When it comes to women’s feet, the closest I can get to being attracted to even a pretty foot is not being disgusted by the foot. Don’t get me wrong, I love the look of a woman wearing high sexy heels, but part of that is I like the fact the shoe covers up the foot.

To this day I can picture our first high school track party and a drunk fellow track member on the floor sucking pretty track timer, Becky Prince’s toes. Now I had a serious crush on Becky Prince, she had amazing legs, but the sight of someone sucking on someone’s toes put me off my warm can of Schlitz.

Statistically I have a better chance of having sex with all of the Chargers cheerleaders than I do of ever sucking on a toe. The concept of being sexually aroused by a foot is far, far beyond my comprehension. It would make more sense to me to be sexually aroused by a garbage can.

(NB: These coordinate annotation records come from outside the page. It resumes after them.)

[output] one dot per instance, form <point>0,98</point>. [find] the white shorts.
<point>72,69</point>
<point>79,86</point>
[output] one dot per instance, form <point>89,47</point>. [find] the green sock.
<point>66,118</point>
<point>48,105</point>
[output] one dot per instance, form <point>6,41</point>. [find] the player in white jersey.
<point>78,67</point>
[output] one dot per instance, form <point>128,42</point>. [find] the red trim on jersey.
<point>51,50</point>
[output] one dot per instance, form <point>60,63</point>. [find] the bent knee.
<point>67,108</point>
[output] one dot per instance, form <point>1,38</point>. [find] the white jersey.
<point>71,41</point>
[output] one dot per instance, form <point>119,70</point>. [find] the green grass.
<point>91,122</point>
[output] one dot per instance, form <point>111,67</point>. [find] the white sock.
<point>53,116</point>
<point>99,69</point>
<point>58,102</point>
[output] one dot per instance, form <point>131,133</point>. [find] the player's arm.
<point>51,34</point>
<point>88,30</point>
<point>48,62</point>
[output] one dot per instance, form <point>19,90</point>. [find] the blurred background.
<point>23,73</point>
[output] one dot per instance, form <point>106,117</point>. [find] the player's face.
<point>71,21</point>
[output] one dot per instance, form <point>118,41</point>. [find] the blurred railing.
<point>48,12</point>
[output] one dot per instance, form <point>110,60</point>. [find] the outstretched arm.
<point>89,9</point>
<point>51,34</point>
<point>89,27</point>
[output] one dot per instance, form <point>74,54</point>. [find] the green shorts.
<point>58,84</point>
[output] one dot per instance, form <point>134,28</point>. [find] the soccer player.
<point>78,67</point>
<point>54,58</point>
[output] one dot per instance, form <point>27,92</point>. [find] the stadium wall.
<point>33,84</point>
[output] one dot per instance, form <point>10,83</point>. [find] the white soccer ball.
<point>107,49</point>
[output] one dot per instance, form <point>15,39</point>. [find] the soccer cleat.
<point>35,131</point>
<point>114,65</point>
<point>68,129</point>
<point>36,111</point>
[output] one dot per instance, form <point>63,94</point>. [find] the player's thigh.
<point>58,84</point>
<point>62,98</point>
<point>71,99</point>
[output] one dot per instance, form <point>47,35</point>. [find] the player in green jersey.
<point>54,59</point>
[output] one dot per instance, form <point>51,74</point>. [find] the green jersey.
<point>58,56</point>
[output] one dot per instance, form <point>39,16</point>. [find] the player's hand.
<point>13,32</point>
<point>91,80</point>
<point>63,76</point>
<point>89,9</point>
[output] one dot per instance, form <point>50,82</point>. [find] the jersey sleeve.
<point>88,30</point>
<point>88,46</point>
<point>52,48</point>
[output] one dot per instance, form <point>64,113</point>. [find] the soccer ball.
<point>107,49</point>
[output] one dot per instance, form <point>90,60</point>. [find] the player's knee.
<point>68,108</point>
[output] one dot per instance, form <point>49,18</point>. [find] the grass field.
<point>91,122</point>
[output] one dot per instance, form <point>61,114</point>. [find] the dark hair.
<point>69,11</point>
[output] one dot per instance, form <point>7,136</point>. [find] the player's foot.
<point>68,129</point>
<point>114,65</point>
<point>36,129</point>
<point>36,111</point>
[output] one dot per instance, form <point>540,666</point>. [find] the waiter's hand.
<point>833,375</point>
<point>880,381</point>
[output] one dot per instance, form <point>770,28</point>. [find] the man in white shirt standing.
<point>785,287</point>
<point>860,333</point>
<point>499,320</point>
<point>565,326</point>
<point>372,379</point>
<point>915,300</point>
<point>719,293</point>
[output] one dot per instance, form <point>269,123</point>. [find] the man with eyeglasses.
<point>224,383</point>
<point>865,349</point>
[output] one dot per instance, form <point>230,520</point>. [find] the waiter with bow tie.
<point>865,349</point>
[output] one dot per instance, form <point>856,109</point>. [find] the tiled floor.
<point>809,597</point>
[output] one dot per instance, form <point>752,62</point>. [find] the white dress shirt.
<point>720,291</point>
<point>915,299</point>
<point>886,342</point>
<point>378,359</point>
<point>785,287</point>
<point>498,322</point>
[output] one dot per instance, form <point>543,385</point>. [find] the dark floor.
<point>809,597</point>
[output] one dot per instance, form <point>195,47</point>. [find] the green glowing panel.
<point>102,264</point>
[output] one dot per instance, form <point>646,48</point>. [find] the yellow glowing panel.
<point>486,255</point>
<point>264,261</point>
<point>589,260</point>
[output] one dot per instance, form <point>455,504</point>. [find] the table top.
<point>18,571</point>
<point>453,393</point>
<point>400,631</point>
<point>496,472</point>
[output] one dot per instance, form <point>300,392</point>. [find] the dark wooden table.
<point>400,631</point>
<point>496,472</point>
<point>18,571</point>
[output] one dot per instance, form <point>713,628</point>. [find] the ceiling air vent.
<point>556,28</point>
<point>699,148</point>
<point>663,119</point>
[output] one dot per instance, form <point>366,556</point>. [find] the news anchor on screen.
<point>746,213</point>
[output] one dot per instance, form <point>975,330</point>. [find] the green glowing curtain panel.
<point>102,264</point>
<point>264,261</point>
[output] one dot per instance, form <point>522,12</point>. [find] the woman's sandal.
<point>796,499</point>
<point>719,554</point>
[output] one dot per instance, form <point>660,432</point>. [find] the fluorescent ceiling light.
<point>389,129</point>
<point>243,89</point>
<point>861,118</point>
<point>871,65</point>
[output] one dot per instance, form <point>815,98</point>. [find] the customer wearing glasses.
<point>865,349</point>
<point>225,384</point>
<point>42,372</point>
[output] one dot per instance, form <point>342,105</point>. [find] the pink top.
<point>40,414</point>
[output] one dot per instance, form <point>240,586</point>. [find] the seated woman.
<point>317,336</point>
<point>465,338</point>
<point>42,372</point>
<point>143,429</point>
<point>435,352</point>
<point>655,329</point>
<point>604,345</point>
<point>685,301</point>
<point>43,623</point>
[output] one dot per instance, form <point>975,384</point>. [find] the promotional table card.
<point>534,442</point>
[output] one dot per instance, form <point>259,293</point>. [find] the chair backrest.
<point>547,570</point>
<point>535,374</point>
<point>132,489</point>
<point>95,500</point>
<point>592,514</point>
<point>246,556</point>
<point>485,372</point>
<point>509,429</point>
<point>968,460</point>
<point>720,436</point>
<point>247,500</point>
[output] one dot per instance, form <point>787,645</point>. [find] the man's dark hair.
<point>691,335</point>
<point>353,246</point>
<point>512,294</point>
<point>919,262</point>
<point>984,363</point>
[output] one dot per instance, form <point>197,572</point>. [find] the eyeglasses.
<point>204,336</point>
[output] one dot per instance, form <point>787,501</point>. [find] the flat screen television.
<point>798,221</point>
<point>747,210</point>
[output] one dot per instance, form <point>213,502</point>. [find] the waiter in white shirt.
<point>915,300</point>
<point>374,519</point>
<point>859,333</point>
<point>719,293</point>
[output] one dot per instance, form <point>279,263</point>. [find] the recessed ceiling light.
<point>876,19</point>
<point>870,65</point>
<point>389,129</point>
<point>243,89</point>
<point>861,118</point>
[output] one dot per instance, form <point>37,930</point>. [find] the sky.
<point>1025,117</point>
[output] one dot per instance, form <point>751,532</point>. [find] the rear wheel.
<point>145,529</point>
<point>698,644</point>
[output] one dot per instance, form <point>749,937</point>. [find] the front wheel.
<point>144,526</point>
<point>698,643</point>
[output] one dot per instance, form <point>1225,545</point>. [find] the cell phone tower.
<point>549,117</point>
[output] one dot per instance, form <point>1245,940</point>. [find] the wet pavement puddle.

So Rex Ryan’s and his wife’s foot fetish video is even more fascinating to me than it probably is to most people. Kind of brings a new and disgusting meaning to football.

Let’s review: In HBO’s “Hard Knocks” Jets coach Rex Ryan stirs controversy with his obscene rants and cornerback, Antonio Cromartie, forgets the names of some of his nine kids. Then Jets players are accused of sexually harassing a hot Mexican sports reporter; a Jets coach trips another player in a game and now coach Rex Ryan and his wife, Michelle, are in a foot fetish video.

This isn’t a football team, it is a drama cable show on AMC: “Breaking Really Bad.”

Explains why, when you mix up the letters in New York Jets, it gives the anagram: Jerk nets Yow.

Dear Really Stupid Celebrities:

If you record yourself having sex - or sex text someone - it will go viral on the Internet. And even if that is your plan to get famous, ala Paris Hilton and Kim Kardashian, you will never ever be remembered for anything else. Even if, like Brett Favre, you've been a pro bowl level quarterback forever or if you discover the cure for cancer, you will be remembered as the idiot in the sex tape or picture.

Now, if I were Rex Ryan? I would try and laugh it off. Say it was just a joke for giggles, you're not really in to feet, even though your wife has (cough) pretty feet, it was just meant as a goof between a couple that has been married for 23-years.

Then and only then, after a Super Bowl win or two, will this one go away.